Geçenlerde yapılan bir haberde, Sagalasos kazılarında bulunan insan kemiklerinde yapılan DNA testleri neticesinde, binlerce yıl evvel yaşamış insanların Ağlasun halkıyla % 94 aynı DNA’ya sahip oldukları tespit edilmiş. Bizleri sanki bu topraklarda hiç olmamışız gibi göstermeye çalışan batı tarihçilerine, bu tespit iyi bir cevap olmuş. Benim de biraz içim rahatladı.


Bir aralar Kaleiçi’nde Koçlar’a ait Suna İnan Kıraç Müzesi’nde seminerler olurdu. Antik kentlere ait bulguları paylaşıp tanıtırlardı. Öncelikle Demre ile ve de Noel Baba Kilisesi ile ilgili bilgiler verirlerdi.  Seminerin birinde, ”Sizin araştırmalarınız hep batının ve Helenistik çağlara dönük, bizim coğrafyalarda  Türk izlerini de araştıran çalışmalarınız var mı” demiştim, bir daha davet edilmedim. 


Tarihte Noel Baba ünvanlı birinin olmadığı ve Demre’de yaşayanın, hediye dağıtmayı seven Aziz Nikolas olduğunu ve adından ötürü Rus kökenli olabileceğini ve kilise yerine müze olması gerektiğini savunanlarla Koçlar’ın sürtüşmeleri olduğunu öğrenmiştim. İstanbul’daki Fener Patrikhanesi’nin ayin yapacağı ve Demre’deki kilisenin kutsanıp kendilerine mal edileceği haberleri yayınlanmıştı. Şimdi müze olarak ziyaret ediliyor.


Antalyamızın antik kentleri ve tarihi yapıları çok. Turizm açısından şanslıyız. Kaş Patara’dan Alanya’ya kadar tarih var. İç kısımlardaki göç yollarında çok eski mezar taşları var. Araştırmacılarımız arttıkça yeni kalıntılar ve kimlere ait oldukları gün yüzüne çıkıyor. Artık Orkun kitabelerini İngiliz tarihçiler okumuyor, Türk tarihçiler Göktürk alfabesini okumaya başladı. 
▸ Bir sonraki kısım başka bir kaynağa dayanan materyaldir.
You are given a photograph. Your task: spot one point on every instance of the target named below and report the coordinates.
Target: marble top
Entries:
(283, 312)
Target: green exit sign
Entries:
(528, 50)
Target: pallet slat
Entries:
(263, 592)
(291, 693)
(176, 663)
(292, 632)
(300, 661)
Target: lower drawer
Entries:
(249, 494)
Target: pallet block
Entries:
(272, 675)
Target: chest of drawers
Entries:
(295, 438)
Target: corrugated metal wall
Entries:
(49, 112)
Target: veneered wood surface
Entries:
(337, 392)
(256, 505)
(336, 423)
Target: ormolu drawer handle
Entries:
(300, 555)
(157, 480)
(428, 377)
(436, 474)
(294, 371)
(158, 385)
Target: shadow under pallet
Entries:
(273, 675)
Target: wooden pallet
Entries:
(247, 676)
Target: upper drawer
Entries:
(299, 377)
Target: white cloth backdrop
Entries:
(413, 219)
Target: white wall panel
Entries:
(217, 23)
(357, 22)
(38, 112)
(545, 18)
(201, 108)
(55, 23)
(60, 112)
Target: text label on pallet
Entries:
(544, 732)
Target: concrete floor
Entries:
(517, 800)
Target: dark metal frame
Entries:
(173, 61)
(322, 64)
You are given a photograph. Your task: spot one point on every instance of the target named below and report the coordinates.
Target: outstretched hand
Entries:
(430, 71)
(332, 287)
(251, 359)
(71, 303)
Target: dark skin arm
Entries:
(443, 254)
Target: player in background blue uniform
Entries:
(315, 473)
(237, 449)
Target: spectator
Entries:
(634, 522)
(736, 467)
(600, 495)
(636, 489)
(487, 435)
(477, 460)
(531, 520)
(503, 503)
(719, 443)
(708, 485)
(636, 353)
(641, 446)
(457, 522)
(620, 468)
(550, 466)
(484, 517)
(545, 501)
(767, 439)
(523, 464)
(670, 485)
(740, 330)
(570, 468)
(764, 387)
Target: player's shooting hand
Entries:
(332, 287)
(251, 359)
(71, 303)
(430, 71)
Anadolu’nun birçok yerinde binlerce yıl öncesine ait Göktürk Alfabesi ile yazıtlar bulup okuyanlar var. Biraz derin araştırmalar yapılırsa, Anadolu’da bilinebilen ilk medeniyetlerin Eti Türkleri olduğu, şimdilerde Yakutlar olarak bilinen halkın Sakha (Saka) Türkleri olarak Anadolu’da ilk devlet kuranlardan olduğu ortaya çıktı. Yani Roma ve Bizans öncesi, atalarımızın bu topraklarda bulunduğu gerçeği konuşulmaya başladı. Atatürk’ün “Ey gafil hangi bin yıl, hangi on bin yıl” sözü şimdi daha iyi anlaşılıyor.


İşte şimdi Büyükşehir Belediyesi  Genel Sekreteri Cansel Çevikol Tuncer’e ve Kent Tarihi Ve Tanıtımından Sorumlu Daire Başkanı İsmail Oskay’a çok iş düşecek.